The analysts also say that weak domestic remittances (due to reverse migration) and weak perishables output (in the past few months) do not leave rural households to spend much on FMCG and other products
The analysts also say that weak domestic remittances (due to reverse migration) and weak perishables output (in the past few months) do not leave rural households to spend much on FMCG and other products
Press Trust of India
4 min read Last Updated : Oct 13 2020 | 7:49 PM IST
The government's latest fiscal stimulus measures might not have the desired effect and more announcements are likely in the coming weeks to help revive the battered economy, according to analysts.

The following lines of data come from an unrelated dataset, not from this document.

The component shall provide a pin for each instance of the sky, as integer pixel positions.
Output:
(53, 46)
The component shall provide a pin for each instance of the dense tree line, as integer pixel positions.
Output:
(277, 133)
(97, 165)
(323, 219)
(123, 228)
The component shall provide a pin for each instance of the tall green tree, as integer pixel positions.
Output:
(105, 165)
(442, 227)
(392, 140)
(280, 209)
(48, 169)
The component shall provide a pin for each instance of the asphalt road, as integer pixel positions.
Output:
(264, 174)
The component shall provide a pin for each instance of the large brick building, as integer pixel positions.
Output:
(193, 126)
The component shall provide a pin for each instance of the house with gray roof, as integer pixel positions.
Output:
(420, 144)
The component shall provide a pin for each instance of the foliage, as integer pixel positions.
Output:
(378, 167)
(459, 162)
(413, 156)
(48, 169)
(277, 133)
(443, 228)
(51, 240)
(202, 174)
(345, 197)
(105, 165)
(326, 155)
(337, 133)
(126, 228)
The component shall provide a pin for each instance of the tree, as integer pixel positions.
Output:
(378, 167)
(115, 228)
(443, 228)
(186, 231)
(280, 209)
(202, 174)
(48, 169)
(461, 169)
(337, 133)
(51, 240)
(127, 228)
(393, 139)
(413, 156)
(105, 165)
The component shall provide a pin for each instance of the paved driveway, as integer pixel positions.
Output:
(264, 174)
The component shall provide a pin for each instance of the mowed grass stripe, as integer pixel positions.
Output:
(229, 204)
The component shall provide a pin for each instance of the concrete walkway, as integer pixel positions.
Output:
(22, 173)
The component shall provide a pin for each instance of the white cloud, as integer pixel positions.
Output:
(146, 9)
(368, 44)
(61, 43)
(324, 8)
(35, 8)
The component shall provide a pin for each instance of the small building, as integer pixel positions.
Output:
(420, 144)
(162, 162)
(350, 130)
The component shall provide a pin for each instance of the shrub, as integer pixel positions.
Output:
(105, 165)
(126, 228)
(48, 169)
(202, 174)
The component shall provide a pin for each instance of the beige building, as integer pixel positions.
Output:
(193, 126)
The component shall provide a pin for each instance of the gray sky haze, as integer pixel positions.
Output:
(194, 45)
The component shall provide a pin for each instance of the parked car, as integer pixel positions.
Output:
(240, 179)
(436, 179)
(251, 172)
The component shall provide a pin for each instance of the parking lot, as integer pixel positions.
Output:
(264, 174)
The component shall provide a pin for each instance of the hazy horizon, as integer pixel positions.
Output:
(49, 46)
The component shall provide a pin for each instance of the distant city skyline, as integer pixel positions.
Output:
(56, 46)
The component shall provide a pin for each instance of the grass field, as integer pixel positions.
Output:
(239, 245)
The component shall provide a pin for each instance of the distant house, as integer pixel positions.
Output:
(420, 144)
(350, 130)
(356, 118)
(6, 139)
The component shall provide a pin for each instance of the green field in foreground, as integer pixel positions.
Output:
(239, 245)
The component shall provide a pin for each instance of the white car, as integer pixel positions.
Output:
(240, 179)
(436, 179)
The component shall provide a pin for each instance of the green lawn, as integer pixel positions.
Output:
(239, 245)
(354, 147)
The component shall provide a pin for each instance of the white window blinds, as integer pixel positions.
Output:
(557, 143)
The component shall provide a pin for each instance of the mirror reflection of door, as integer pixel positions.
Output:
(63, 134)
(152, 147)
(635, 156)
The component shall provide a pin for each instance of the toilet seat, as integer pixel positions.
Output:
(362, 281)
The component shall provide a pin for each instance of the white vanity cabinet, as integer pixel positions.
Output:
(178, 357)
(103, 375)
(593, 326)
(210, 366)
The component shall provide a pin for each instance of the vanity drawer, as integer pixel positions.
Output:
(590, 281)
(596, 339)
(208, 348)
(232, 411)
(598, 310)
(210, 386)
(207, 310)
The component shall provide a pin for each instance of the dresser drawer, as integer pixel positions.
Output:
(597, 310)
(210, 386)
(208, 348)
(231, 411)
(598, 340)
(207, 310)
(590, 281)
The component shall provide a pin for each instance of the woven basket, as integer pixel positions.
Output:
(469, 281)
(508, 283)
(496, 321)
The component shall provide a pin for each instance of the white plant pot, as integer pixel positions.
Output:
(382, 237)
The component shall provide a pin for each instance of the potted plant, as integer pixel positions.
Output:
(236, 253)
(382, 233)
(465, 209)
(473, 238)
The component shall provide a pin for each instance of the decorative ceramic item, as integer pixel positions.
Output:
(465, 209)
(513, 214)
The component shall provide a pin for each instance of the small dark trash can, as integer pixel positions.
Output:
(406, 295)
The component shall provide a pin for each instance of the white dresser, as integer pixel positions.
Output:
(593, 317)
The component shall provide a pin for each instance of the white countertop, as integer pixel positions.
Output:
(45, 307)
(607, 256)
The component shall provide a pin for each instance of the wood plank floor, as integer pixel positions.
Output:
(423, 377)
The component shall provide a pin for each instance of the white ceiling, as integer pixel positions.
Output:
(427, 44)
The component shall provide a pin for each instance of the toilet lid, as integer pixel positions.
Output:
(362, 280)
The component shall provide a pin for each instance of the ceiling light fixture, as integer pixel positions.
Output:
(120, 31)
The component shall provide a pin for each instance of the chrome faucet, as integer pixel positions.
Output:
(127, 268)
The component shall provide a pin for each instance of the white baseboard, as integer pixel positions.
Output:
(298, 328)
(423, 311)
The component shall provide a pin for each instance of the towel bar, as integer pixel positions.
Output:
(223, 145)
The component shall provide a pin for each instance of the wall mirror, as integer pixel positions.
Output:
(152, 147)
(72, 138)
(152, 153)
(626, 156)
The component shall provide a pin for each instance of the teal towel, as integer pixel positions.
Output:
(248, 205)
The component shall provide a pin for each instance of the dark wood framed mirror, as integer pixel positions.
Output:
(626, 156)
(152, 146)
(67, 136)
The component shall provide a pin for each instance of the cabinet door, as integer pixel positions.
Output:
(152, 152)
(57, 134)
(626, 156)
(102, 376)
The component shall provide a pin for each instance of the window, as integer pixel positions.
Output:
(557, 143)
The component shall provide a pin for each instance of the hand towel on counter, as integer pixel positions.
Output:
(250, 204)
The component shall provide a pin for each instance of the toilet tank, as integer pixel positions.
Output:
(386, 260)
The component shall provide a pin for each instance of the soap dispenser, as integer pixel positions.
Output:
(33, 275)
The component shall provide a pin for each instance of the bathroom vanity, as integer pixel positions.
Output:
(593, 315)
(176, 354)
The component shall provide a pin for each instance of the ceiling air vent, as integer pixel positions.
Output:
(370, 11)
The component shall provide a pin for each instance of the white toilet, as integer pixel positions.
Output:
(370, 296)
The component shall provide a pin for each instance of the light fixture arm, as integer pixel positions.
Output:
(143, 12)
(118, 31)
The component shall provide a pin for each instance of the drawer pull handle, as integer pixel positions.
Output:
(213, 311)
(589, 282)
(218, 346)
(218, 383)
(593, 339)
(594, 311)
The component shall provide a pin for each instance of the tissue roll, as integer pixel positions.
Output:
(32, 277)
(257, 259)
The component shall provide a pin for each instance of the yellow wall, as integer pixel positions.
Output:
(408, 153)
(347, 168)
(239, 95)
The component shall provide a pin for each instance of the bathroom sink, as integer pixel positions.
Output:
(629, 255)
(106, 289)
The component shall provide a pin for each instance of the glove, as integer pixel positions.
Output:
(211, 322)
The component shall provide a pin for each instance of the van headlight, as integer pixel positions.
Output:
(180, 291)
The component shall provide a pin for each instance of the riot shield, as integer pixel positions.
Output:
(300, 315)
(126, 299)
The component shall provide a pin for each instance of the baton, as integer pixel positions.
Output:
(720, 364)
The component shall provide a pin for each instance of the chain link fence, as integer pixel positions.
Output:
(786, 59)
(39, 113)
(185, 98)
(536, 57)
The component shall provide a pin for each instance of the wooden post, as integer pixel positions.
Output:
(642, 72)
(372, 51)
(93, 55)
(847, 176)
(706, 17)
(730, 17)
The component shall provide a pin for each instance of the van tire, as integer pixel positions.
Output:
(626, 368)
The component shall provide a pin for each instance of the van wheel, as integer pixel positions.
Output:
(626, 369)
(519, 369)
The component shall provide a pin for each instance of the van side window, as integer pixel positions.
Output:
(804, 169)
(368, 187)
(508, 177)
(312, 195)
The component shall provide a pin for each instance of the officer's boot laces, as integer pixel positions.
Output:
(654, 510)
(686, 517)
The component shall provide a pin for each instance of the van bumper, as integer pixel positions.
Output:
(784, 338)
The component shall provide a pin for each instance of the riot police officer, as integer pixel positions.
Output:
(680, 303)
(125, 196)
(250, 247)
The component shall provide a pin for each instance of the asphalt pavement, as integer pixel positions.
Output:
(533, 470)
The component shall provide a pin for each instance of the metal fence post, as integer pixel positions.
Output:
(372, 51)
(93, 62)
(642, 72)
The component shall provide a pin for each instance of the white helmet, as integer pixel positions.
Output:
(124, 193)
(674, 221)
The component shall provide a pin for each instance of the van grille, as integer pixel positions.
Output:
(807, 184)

Economists at SBI Research and Wall Street brokerage BofA Securities on Tuesday pegged fiscal deficit at elevated 9.5 per cent and 12.7 per cent of the GDP, respectively, saying the new measures to boost consumer demand will increase deficit by 40 basis points.

SBI Research pegged the new fiscal impact at 17.8 per cent of GDP, given that most of it is done through the RBI open market operations, and the fiscal deficit of the Centre at 9.5 per cent.

The fiscal impact has been estimated after taking into account the nearly Rs 21 trillion fiscal stimulus package announced by the government in May.

However, BofA Securities estimated it at 12.7 per cent of the GDP as it expects GDP contraction to be only 7.5 per cent for FY21.

On Monday, the government announced Rs 73,000 crore direct fiscal support to generate demand.

The measures include advance payment of a part of wages to central employees and cash in lieu of LTC, and the Centre will offer Rs 12,000 crore special interest free 50-year loans to the states for capital expenditure.

The latest announcements come with a "conditions apply tag" and look like "too little and too late," SBI Research said in a note, adding that only 10-15 per cent of the central employees may avail the cash-scheme because of the mandatory GST component in the offer.

"The LTC scheme is unlikely to work unless the government decides to pay GST component also over and above the fare entitlement amount as is done by many state-run banks," SBI Research said.

And that only the festival advance proposal offers some additional income over and above the current income and therefore is likely help boost demand by way of discretionary consumption, as per the note.

On the other hand, BofA Securities sees further demand-side measures via subsidies to SMEs/ real estate, oil tax cuts, bank interest waiver to arrest the contraction in the economy.

With Monday's measures, it sees "1-2 per cent of GDP upside risk to our 12.7 per cent of fiscal deficit forecast for FY21, which will be funded by OMOs/ bank HTM limit hikes".

More booster doses are needed as "the pandemic is fast progressing from a supply shock to contain spread to a demand shock with incomes/jobs shrinking".

"In response, the potential demand-side steps could include lending rate/ tax subsidies for SMEs/ real estate; oil tax cuts; waiver of interest on interest during the moratorium; and lower income tax cuts with a pandemic cess on the rich," BofA Securities said in a note.

On the Rs 12,000-crore special interest free 50-year loans to the states to be spend till Mar 2021, SBI Research note said that of the total amount, Rs 10,000 crore will be provided to all states in proportion to their share in the Finance Commission devolution. The remaining amount of Rs 2,000 crore will be given to the states which meet at least three of the four reforms conditions given in the May package.

"We believe Rs 12,000 crore is minimal given the fact that this amount is only 1.6 per cent of the states FY21 budget estimates of capex of 18 states. This number will come down further if we add the capex projections of all the states. The extra Rs 2,000 crore will benefit only eight states," the note said.

According to the note, the loan will save the interest expenditure for the states and lower the interest income of the Centre.

"With higher maturity Gsecs trading at around 7 per cent, it leads to a notional interest loss of Rs 40,000 crore for the Centre and a similar gain for the states," it added.